Prioritise the tasks that deserve attention

There is no end goal here or a milestone to be reached. The very definition of important tasks evolves over time and differs by role.

Nearly every task is important for a C-suite executive, but some can be delegated to competent team members. For execution roles, timelines and due dates are important, but the quality of the end product is vital. All plans for delivery, and commitments therein, can be made based on the quality of expected output.
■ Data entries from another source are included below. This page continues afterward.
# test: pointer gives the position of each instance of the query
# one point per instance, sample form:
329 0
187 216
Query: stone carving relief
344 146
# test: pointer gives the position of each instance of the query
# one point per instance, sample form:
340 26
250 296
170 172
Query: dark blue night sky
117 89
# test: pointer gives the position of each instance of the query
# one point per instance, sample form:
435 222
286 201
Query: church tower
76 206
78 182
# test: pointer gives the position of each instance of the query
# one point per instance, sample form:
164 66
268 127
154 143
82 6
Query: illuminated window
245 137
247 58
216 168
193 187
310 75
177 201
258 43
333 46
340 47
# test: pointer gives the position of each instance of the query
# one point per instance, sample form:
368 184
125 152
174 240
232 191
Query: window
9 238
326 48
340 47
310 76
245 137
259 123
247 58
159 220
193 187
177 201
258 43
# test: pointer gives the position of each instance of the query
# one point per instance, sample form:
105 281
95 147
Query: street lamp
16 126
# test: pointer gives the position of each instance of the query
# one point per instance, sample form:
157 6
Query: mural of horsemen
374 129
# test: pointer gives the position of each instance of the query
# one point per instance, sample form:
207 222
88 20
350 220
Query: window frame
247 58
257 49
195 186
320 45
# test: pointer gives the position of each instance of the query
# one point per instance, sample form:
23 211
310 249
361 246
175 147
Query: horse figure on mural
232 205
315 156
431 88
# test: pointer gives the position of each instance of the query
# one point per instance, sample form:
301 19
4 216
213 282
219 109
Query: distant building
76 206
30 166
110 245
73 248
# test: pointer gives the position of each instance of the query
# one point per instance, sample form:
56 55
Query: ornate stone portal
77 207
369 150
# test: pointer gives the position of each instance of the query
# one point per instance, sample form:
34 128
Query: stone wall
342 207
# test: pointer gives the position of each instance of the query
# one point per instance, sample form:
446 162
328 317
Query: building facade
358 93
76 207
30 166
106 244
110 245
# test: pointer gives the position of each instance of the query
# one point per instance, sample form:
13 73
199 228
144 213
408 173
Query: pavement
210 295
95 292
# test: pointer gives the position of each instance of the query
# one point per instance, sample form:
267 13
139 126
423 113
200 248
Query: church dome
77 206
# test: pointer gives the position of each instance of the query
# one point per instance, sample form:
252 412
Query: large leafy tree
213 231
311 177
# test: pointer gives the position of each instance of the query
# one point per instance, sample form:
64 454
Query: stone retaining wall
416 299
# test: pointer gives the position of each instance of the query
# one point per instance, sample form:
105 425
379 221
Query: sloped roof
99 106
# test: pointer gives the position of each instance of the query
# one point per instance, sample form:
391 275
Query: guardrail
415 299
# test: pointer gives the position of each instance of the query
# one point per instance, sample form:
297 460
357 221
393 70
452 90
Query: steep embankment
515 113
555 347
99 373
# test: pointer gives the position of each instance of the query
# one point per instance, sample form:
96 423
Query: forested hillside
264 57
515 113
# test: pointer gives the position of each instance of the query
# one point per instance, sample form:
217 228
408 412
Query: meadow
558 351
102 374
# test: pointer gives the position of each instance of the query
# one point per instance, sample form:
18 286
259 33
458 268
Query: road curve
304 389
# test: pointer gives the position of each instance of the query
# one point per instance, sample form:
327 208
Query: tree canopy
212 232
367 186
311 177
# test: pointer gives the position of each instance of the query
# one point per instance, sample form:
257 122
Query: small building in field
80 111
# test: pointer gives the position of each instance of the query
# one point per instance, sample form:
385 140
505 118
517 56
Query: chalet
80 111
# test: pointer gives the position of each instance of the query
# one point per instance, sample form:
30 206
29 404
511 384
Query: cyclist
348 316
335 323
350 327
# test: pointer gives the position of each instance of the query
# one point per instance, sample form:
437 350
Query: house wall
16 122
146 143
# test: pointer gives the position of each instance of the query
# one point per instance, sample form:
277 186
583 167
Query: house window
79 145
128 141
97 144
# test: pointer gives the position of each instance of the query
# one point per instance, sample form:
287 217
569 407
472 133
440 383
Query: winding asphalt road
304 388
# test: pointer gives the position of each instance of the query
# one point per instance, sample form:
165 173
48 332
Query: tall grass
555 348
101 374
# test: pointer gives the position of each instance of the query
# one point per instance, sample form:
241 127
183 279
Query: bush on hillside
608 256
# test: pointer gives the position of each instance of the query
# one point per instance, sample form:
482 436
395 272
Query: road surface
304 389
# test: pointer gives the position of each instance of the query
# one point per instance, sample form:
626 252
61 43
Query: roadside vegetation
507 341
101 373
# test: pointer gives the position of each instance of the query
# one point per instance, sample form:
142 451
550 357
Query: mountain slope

How do you chuck out the urgent and make space for the important? By

  1. Knowing that certain fires will have to be fought, no matter how well you plan.

  2. Making space for tasks, even if that means blocking out your calendar.

  3. Scheduling a clean-up time every week to actively remove what does not serve you and rearrange what you want to be doing.

  4. Considering, on a monthly basis, what you would like to delegate and to whom.

  5. Unscheduling your time- eight working hours in a day do not need eight hours’ worth of tasks. It is okay to leave a couple of hours free for things to creep in and maybe even have lovely conversations with people.

What steps are you taking to be good enough at work? Have you tried any of these tips before? How have they worked for you?